Yep. That's right. Turns out a group of scientists now has cause to believe that the Brontosaurus is actually a distinct genus of dinosaur — similar to, but not completely the same as, you guessed it, the Apatosaurus.
(For maximum confusion, this is an Apatosaurus skeleton.)
And! There's enough evidence to suggest that there wasn't just one type of Brontosaurus, but three entirely separate species of them, known as Brontosaurus excelsus, B. parvus, and B. yahnahpin.
As with most scientific revelations, this probably won't completely end the controversy.
James Gorman, The New York Times:
"Dr. Tschopp and his colleagues Octávio Mateus at the New University and Roger B. J. Benson at the University of Oxford in England decided that although Brontosaurus and Apatosaurus are similar, there are actually two different genera and the Yale specimen is really a Brontosaurus after all. So are several other museum specimens, they said, including one at the University of Wyoming, and a baby Apatosaurus at the Carnegie Museum of Natural History in Pittsburgh.
Their paper, released online on Tuesday in the journal PeerJ, with all of its nearly 300 pages freely available to anyone, will not be the last word on whether the Brontosaurus name should come back into scientific use. Names of species and genera are matters of expert opinion. There is no national or international board of official dinosaur names that decides who is right."
But this news is still really freaking cool.

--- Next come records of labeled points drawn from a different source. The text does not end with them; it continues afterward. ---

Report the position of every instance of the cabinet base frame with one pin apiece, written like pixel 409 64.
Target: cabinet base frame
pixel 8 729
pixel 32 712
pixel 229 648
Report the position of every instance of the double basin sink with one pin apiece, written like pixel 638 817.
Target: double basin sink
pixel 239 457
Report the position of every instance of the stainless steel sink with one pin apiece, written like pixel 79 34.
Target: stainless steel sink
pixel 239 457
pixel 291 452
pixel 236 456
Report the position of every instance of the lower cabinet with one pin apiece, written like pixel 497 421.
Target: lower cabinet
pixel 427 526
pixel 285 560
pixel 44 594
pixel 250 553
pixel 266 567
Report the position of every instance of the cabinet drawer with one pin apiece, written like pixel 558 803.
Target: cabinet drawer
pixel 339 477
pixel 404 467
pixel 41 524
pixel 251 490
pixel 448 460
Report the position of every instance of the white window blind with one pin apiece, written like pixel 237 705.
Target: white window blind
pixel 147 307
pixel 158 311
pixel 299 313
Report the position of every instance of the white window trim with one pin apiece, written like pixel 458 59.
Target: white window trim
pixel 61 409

The bottom line of all this?
There's a lot about our own history and the history of our planet that we still don't know. There's still a lot to learn. Which is pretty incredible, when you think about it.
(Oooooooooh).
The even bottomer line?
Isn't it cool that scientists are always trying to prove themselves wrong? Like, for 100 years, scientists thought they were certain that the Brontosaurus and Apatosaurus were the same dinosaur. But still, a bunch of them were like, "Nope. Not good enough. Let's look into this again." Science is freaking fantastic.
The bottomest line?
Take that, that kid!
(And put away that smug little ribbon too.)